Em voto proferido no dia 04 de abril, na Ação Direta de Inconstitucionalidade 1.842-5 Rio de Janeiro, o ministro Gilmar Mendes, do Supremo Tribunal Federal iniciou fazendo uma análise dos votos que o antecederam e um resumo do caso. Recordou que as normas estaduais impugnadas referem-se à instituição da Região Metropolitana do Rio de Janeiro (art. 1º da LC 87/1997/RJ) e da Microrregião dos Lagos (art. 2º da LC 87/1997/RJ). A ADI foi requerida sob o argumento de que os artigos 1º a 11 da LC 87/1997/RJ e 8º a 21 da Lei 2.869/1997/RJ violam a Constituição Federal ao transferir ao Estado do Rio de Janeiro funções e serviços de competência municipal, especialmente quanto ao serviço público de saneamento básico.

Na defesa a Assembléia Legislativa e o Governo do Rio de Janeiro argumentam que o fenômeno da conurbação deve ser considerado na solução de problemas de organização, planejamento e execução de funções públicas de interesse comum.

A Advocacia-Geral da União ressaltou que a legislação impugnada considera “um uso eficiente dos recursos públicos e a limitação da capacidade financeira municipal”, assegurando representação política local no Conselho Deliberativo da Região Metropolitana.

Já a Procuradoria-Geral da República opinou pela improcedência da ação, “vez que a transposição total ou parcial de certas atividades ou serviços, antes considerados de exclusivo interesse do município, para além de sua própria órbita, tendo em vista seu tratamento em nível regional não pode ser considerada inconstitucional, visto não haver ofensa à autonomia municipal, restrita, tão-somente, ao interesse local”.

O Relator, Min. Maurício Corrêa julgou improcedentes as ações, aduzindo que a instituição de conglomerados urbanos por atuação legislativa do Estado não afronta à autonomia municipal, minimizada pelo art. 25, § 3º, da Constituição Federal.
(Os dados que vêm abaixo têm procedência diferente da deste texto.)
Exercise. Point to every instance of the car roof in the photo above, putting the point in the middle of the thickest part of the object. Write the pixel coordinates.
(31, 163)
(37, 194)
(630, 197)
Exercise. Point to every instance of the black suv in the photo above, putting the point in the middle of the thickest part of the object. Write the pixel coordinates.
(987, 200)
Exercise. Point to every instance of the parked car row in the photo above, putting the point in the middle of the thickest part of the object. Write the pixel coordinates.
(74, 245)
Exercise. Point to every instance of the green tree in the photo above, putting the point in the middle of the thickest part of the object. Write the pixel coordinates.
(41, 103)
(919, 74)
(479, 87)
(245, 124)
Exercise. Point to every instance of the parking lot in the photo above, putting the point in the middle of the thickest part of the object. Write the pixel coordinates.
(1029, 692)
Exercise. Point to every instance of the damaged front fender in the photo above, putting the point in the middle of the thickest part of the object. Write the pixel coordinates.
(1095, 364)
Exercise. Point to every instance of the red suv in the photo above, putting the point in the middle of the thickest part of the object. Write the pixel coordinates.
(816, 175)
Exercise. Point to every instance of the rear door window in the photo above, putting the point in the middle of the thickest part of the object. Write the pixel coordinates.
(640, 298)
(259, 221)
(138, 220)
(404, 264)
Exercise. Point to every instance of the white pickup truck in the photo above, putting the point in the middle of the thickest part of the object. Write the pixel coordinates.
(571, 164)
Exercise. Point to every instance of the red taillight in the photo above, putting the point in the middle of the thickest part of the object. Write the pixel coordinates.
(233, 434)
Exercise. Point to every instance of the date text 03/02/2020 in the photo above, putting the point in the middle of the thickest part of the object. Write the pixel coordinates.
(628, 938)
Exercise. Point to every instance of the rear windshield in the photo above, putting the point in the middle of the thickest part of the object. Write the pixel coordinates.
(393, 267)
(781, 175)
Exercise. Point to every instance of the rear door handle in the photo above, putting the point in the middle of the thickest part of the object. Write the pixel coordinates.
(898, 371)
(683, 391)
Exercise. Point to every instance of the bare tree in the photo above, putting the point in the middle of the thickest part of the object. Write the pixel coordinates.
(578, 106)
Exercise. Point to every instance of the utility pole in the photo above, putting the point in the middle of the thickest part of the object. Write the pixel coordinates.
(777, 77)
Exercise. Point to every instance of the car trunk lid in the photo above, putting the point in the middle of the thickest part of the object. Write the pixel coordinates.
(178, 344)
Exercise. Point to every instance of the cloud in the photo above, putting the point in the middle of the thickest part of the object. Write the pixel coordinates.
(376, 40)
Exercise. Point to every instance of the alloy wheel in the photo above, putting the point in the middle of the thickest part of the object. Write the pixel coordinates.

Especificamente quanto ao serviço de saneamento básico, o voto do Min. Maurício Corrêa considerou claro que as questões de saneamento básico extrapolam os limites de interesse exclusivo dos Municípios, justificando-se a participação do estado-membro.E que verificado o interesse regional predominante na utilização racional das águas, pertencentes formalmente ao Estado, o que o torna gestor natural de seu uso coletivo, assim como da política de saneamento básico cujo elemento primário é também a água, resta claro competir ao Estado-membro, com prioridade sobre o Município, legislar acerca da política tarifária aplicável ao serviço público de interesse comum.”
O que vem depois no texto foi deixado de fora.